Until recently, the network comprised of 80 ambassadors who are volunteers from various walks of life, including medical doctors, engineers, students, PhDs, professors and media analysts, among others. "They found us," said Takla. "They wanted a chance to produce their content in a way that’s not related to their work. You’ll have a doctor who writes about social norms, a writer who writes about robotics... We found that this content is of value, so we set guidelines of how people should write and follow. Things like:
  • How long the twitter chain should be
  • Add links
  • Should be serious, authentic information.
We are getting finer content each day.... Some of these topics have never been discussed in Arabic." His partner in leading this initiative, Mubarak, adds: "They are competing with each other."

Recommendation #4: Create a fun environment that feeds off of the satisfaction of contribution and a healthy competition to create content on Wikipedia Arabic. This can be via online forums, or potentially in-person events, with symbolic prizes.

Building Community

Taghreedat's current project is the Arabization of Twitter content. They have moved from creating simple Twitter chains, to community creation and archiving. Their first step was to build the community. They sent out a call for volunteers on their website. In 10 days, they got over 1,000 Arabic-speaking volunteers (now up to around 3,000). They divide their volunteers into 4 main categories that they believe are essential for any translation or content creation project:
  1. Technical people: know how to translate technical issues into Arabic, not necessarily literally but bringing across the meaning
  2. Linguistic people: who actually proof what is translated into Arabic, proof grammar with knowledge of the complexity of the Arabic language and also produce language translation guidelines, grammar guides, etc.
  3. Media people: to bring attention to this topic, publicize it and tell people about it (to recruit more and draw necessary support and funding)
  4. Translators: trilingual people, who understand the topics and know how to translate

"They all work together for same goal," explained Mubarak, "But we need them all together. If we just rely on bilingual people to translate, it will be weak in Arabic. If we rely on linguistics, it won't be good either, because they don’t know English well.
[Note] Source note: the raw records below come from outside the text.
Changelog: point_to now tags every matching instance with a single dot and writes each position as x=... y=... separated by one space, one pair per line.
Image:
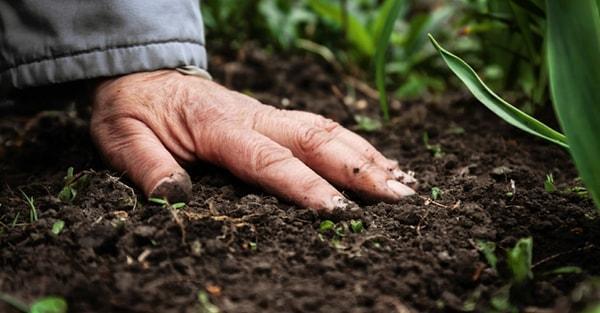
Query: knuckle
x=267 y=156
x=311 y=139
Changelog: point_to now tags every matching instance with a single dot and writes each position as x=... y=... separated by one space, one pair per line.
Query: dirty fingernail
x=339 y=202
x=399 y=189
x=404 y=177
x=176 y=188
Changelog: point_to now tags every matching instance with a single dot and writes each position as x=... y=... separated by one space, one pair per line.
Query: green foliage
x=549 y=183
x=503 y=109
x=436 y=193
x=49 y=305
x=519 y=261
x=435 y=149
x=389 y=13
x=356 y=226
x=42 y=305
x=574 y=66
x=57 y=227
x=33 y=216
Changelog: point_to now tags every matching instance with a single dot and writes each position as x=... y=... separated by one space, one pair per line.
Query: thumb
x=131 y=147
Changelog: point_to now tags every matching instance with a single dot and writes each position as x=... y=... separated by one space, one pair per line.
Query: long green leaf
x=503 y=109
x=382 y=45
x=574 y=64
x=356 y=32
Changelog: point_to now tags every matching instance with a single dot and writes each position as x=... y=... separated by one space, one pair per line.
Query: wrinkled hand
x=148 y=124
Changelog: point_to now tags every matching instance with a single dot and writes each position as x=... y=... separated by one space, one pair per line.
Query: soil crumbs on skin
x=246 y=251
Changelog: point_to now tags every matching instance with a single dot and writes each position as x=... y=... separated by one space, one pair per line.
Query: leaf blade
x=503 y=109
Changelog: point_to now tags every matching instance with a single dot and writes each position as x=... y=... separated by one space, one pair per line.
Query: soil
x=247 y=251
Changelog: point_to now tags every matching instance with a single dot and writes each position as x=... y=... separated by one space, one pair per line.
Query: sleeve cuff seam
x=98 y=49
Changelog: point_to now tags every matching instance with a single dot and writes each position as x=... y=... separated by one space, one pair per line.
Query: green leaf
x=383 y=42
x=356 y=226
x=519 y=260
x=158 y=201
x=178 y=205
x=326 y=225
x=565 y=270
x=574 y=64
x=355 y=31
x=488 y=249
x=503 y=109
x=57 y=227
x=49 y=305
x=436 y=193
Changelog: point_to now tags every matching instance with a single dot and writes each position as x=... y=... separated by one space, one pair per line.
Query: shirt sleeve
x=46 y=42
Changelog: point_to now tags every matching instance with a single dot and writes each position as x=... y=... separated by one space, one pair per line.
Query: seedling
x=436 y=193
x=33 y=217
x=73 y=183
x=42 y=305
x=57 y=227
x=549 y=183
x=436 y=150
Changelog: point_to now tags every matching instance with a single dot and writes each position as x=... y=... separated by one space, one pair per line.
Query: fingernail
x=404 y=177
x=176 y=188
x=339 y=202
x=399 y=189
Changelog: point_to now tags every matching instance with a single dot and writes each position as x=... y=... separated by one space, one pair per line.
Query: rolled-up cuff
x=105 y=62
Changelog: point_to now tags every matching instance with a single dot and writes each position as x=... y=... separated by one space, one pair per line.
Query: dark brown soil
x=250 y=252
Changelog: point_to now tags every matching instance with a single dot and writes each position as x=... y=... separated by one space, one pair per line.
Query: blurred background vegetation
x=502 y=39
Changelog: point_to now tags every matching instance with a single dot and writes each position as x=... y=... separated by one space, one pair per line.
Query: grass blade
x=503 y=109
x=574 y=64
x=382 y=44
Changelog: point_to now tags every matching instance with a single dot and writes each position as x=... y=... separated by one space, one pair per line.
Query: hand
x=148 y=124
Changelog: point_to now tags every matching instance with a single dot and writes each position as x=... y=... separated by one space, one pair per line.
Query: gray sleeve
x=54 y=41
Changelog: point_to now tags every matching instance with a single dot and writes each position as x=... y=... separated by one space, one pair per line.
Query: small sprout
x=436 y=193
x=177 y=205
x=488 y=249
x=549 y=183
x=356 y=226
x=160 y=201
x=436 y=150
x=49 y=305
x=33 y=217
x=57 y=227
x=205 y=305
x=565 y=270
x=367 y=124
x=519 y=261
x=326 y=225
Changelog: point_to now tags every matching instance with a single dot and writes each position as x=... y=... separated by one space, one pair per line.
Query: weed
x=72 y=184
x=57 y=227
x=33 y=216
x=549 y=183
x=436 y=150
x=356 y=226
x=436 y=193
x=42 y=305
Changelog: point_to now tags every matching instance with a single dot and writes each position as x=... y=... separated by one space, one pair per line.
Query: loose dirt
x=247 y=251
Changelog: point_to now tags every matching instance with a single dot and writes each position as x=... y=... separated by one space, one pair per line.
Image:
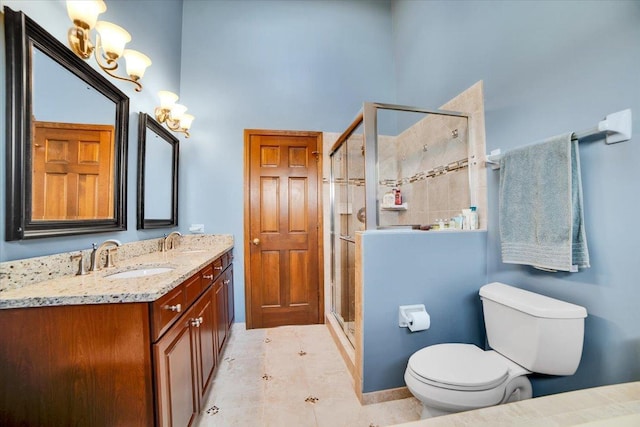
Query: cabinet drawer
x=207 y=276
x=218 y=266
x=166 y=310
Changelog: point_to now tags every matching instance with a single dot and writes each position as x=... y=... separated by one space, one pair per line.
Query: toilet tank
x=539 y=333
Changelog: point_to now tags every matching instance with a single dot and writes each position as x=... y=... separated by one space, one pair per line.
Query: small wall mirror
x=67 y=130
x=157 y=175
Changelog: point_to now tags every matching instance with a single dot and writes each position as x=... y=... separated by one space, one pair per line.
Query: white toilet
x=527 y=332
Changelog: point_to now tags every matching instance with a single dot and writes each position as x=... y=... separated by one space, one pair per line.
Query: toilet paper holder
x=404 y=318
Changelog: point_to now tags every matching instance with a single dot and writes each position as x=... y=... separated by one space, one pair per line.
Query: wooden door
x=283 y=226
x=72 y=171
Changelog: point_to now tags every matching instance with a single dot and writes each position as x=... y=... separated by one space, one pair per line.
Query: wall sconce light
x=110 y=41
x=172 y=114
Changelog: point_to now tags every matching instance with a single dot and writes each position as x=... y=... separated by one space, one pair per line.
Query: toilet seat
x=456 y=366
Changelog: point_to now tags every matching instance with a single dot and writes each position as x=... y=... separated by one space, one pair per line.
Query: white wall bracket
x=616 y=127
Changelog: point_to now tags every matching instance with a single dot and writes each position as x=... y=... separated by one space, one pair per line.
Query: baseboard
x=385 y=395
x=344 y=346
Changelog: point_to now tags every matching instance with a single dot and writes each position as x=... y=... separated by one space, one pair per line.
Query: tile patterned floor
x=291 y=376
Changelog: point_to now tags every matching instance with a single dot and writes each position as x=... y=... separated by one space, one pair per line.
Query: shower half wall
x=425 y=154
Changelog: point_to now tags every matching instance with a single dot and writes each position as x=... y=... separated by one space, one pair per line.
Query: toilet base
x=518 y=388
x=431 y=412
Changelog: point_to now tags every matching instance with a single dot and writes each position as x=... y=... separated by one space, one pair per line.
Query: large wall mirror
x=157 y=175
x=67 y=130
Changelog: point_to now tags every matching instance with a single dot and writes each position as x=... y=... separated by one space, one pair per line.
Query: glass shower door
x=348 y=217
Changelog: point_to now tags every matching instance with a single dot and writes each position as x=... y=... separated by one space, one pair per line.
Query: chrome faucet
x=169 y=241
x=97 y=250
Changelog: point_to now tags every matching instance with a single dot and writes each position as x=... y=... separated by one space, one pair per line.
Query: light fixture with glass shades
x=110 y=41
x=172 y=114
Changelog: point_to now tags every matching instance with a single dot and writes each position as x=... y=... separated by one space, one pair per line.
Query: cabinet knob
x=177 y=308
x=197 y=322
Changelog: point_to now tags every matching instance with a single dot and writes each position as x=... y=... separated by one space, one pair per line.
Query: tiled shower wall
x=432 y=142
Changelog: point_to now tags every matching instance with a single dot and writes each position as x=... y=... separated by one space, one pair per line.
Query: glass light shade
x=86 y=11
x=113 y=38
x=185 y=121
x=177 y=111
x=137 y=62
x=167 y=99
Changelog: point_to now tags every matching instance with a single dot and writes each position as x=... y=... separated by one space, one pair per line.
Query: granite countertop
x=97 y=288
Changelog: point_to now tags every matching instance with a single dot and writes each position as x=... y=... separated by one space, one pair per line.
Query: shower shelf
x=402 y=207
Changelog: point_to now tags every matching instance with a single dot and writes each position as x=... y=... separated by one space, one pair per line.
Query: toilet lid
x=459 y=366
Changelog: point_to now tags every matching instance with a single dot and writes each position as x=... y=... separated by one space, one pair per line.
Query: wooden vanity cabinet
x=187 y=355
x=185 y=359
x=130 y=364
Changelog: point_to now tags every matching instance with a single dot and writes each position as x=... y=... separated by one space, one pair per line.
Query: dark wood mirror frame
x=146 y=122
x=21 y=33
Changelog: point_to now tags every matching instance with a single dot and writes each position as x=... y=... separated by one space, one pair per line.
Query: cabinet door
x=229 y=285
x=221 y=312
x=176 y=376
x=206 y=330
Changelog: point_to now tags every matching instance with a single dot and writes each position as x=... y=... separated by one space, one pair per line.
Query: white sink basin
x=141 y=272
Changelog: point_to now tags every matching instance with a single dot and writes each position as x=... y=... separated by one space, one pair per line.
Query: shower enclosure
x=423 y=155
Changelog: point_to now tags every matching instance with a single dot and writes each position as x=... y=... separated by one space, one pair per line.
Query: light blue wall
x=155 y=31
x=443 y=271
x=290 y=65
x=548 y=68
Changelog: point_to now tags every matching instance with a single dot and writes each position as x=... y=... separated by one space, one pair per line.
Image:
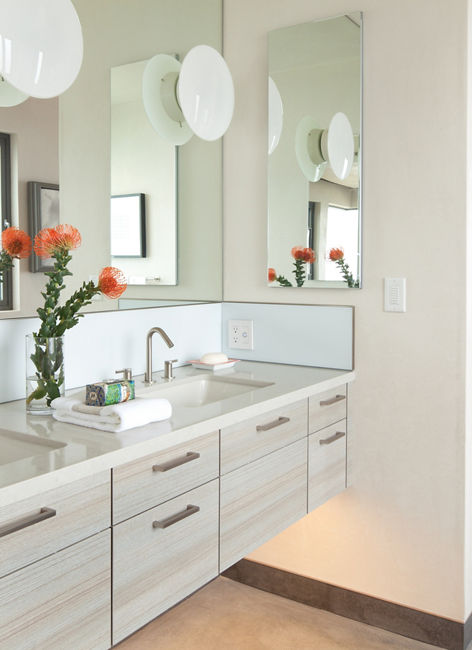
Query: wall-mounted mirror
x=143 y=227
x=117 y=34
x=314 y=156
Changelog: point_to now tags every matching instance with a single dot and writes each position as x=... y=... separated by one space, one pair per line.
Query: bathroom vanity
x=103 y=532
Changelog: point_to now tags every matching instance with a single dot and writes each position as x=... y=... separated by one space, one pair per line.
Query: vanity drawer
x=149 y=481
x=62 y=601
x=254 y=438
x=260 y=499
x=162 y=556
x=326 y=464
x=327 y=408
x=44 y=523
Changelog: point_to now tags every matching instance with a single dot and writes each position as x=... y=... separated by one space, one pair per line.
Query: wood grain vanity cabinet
x=163 y=555
x=165 y=541
x=262 y=497
x=256 y=437
x=42 y=524
x=52 y=598
x=326 y=464
x=153 y=479
x=76 y=557
x=327 y=446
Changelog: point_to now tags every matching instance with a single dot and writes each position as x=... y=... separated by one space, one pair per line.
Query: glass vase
x=44 y=372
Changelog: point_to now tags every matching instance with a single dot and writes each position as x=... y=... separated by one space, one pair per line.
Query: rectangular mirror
x=143 y=175
x=314 y=162
x=184 y=226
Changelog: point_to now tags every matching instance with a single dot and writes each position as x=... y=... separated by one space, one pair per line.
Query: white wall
x=398 y=534
x=118 y=32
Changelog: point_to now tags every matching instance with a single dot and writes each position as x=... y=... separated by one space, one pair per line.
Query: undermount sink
x=18 y=446
x=198 y=391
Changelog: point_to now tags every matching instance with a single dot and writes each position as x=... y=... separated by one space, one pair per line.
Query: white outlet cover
x=240 y=334
x=395 y=294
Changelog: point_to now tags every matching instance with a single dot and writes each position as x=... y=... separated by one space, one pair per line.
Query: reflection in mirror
x=115 y=35
x=143 y=165
x=6 y=301
x=314 y=172
x=32 y=127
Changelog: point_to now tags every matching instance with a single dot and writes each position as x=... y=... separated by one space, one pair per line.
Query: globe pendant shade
x=41 y=45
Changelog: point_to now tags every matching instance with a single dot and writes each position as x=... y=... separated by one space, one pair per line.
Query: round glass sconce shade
x=160 y=100
x=337 y=145
x=41 y=45
x=276 y=115
x=307 y=149
x=205 y=92
x=10 y=96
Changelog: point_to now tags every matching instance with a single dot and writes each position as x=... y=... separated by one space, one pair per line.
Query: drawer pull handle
x=272 y=425
x=173 y=519
x=24 y=522
x=176 y=462
x=337 y=435
x=332 y=400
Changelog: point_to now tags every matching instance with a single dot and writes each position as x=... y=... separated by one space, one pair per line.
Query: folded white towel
x=116 y=417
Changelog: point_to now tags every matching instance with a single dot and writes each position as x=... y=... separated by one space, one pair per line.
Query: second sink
x=198 y=391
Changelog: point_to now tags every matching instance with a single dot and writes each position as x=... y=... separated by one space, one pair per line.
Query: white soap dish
x=196 y=363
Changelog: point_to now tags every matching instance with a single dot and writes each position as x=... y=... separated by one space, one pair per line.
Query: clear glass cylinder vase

We are getting a lot of people, linguistic, techies, media people, professionals, people in universities… And some of these people have more than one skill. They are a very good group."

Recommendation #5: Understand the various elements needed to build an effective Wikipedia Arabic volunteer community, with separate (but complementing) roles for different volunteers, applying this 4-tiered model (or other equivalents).

"We are getting 100+ volunteers each day," said Takla. "It’s becoming bigger than what we launched- bigger than just a Qatar community. The members of the initiative are Qatar, Kuwait, UAE, Saudi Arabia, Palestine, Jordan, Egypt, Tunisia, Syria, Canada... Volunteers are from these countries and others: Lebanon, Libya, Algeria, USA, Morocco..."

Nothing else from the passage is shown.